The Genus Lachenalia - a new book

Wed, 28 Mar 2012 21:10:05 PDT

You write

"...frankly, I am surprised and ashamed that the worlds largest bulb
organization is behaving this way about a serious and
important work."

I can only assume you are referring obliquely to my behavior by this
reference, which suggests that you feel ashamed that I would protest the
high cost of this book. The PBS is not "behaving" in any way whatever and
the dissenting view is my own.

My only lament is that such a price puts an important work like this
outside the ability to own it for many, myself included.
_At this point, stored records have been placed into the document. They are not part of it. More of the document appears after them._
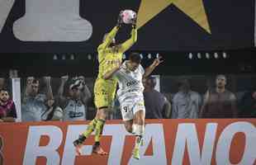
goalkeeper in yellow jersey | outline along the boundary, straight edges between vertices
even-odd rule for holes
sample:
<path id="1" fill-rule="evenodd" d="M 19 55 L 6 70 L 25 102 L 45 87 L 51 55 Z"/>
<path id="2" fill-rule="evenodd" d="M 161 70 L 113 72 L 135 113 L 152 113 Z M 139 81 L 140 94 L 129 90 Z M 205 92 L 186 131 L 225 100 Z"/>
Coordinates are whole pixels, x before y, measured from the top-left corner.
<path id="1" fill-rule="evenodd" d="M 115 40 L 116 34 L 122 25 L 122 18 L 119 15 L 117 25 L 104 35 L 102 43 L 97 47 L 99 72 L 94 84 L 94 102 L 97 107 L 95 118 L 89 123 L 87 130 L 73 142 L 77 154 L 80 155 L 80 148 L 83 141 L 95 130 L 95 144 L 92 147 L 92 153 L 105 155 L 107 154 L 100 145 L 100 139 L 102 134 L 103 126 L 109 113 L 109 108 L 114 100 L 117 80 L 111 78 L 103 79 L 103 75 L 120 65 L 122 55 L 125 51 L 130 48 L 137 40 L 137 30 L 135 18 L 132 22 L 131 37 L 121 45 L 116 45 Z"/>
This means access
to knowledge in effect-- something tells me it will not show up at the
local library.Whatever reasons and justifications the publishers may have,
my feeling is that such high pricing will limit accessibility and patronage
by people who would otherwise support and appreciate the efforts of the
authors and publishers. I suspect most who appreciate lachenalias-- if that
is even the target audience--  would not casually shell out $200 for any
book on the subject.


On 28 March 2012 20:31, Matt Mattus <> wrote:

> Setting the price of a book is more than just page count. The binding for a
> book that thick is more complex, and let's face it - this is not Harry
> Potter we are talking about with a print run of 5 million. I would imagine
> this is a much smaller run. I expect that they are printing in China, so
> shipping would be more too, due to the weight. If translation is needed,
> again, more. I doubt that anyone involved is getting rich off of this
> monograph on Lachenalia, and frankly, I am surprised and ashamed that the
> worlds largest bulb organization is behaving this way about a serious and
> important work.
> After a long discussion with Timber Press in regards to why they no longer
> publish monographs, the high cost comes with low production runs due to low
> sales numbers ( reportedly less than 2500 world wide for most monographs
> like Primroses). Which should inform us about how many of us are actually
> out there. Few publishers ( including Timber ) are considering printing
> these books today, so whether we choose to buy them or not, the numbers are
> just not there.
> Sure, the cost is more in the range of text books on paper, but I believe
> that we will see such books on paper fade away soon enough unless we
> support
> them. Of course, a new generation expects digital books. So grumble as we
> may, the truth is published books on paper are less profitable today due to
> the subject matter, the volume of the press run, and the cost of paper.
> The Feel that the Timber press reprints of the Kew Monographs had paper of
> a
> poorer quality too. Has anyone else noticed this?